全国の中学生と高校生の科学研究を対象とした「第59回日本学生科学大賞」で、最高の内閣総理大臣賞を高校の部で獲得した、三重県伊勢高校2年の矢口太一さんの研究は、セミです。
セミには4枚の羽があり、飛び上がる時に「後翅(こうし)」と呼ばれる後ろ側の2枚の羽が、飛ぶ向きを調整するハンドルのような役割を果たすこと解き明かした研究発表です。
この夏の保育園のイベントで「ナイトツアー」を行ったのですが、そこで子どもたちは、セミの羽化シーンを見ることができました。それも、何十羽ものセミです。セミの幼虫が、のっそりと木を駆け上るところも目にしました。ちょうど、満月に、真っ白なセミが映えたシーンは、子どもたちだけでなく、保護者も大感動のシーンでした。

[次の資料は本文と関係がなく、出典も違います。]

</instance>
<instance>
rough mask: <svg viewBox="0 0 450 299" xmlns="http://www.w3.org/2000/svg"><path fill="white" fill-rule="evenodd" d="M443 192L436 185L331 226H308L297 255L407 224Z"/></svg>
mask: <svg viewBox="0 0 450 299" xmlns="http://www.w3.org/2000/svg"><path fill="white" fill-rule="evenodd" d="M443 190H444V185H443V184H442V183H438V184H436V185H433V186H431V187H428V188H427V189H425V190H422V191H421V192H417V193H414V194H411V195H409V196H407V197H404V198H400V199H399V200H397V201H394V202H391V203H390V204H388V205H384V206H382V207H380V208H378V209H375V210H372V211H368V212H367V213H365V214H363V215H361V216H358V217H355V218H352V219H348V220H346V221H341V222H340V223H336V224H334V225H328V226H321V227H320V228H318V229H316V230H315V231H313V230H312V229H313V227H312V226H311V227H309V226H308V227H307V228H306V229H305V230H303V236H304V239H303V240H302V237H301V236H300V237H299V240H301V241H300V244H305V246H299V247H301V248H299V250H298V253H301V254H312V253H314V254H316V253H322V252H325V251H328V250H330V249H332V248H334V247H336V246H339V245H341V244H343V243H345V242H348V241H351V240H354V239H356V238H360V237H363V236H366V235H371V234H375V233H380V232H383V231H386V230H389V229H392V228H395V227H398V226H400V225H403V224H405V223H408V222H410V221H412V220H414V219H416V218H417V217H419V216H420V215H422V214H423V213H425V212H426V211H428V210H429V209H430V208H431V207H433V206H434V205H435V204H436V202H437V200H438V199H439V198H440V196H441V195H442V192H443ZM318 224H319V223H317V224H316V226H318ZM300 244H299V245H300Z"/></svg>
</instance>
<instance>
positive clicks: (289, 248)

矢田太一さんは、小学校6年の夏、セミ捕りをしていた時、逃げ足の速いものと、すぐに捕まえられるものがいることを不思議に思ったそうです。彼の「なぜ?」にヒントを与えたのが、エンジニアの父だそうです。
「セミの重さと羽にかかる力の関係は、きれいな直線のグラフで示せました。生物で起きていることなのに、物理の教科書に書いてあるような規則性が面白かった。」と語ります。ハイスピードカメラの撮影で、「セミは幹から離れた直後、後翅を『ハンドル』のように使って、空中で方向転換することがわかった」そうです。
彼の志は、ただ面白かったでなく、社会に生かせる研究を今後はやっていきたいということです。
私は、一人、セミの羽化シーンを思い出しながら、こんな若者にエールを送るのです。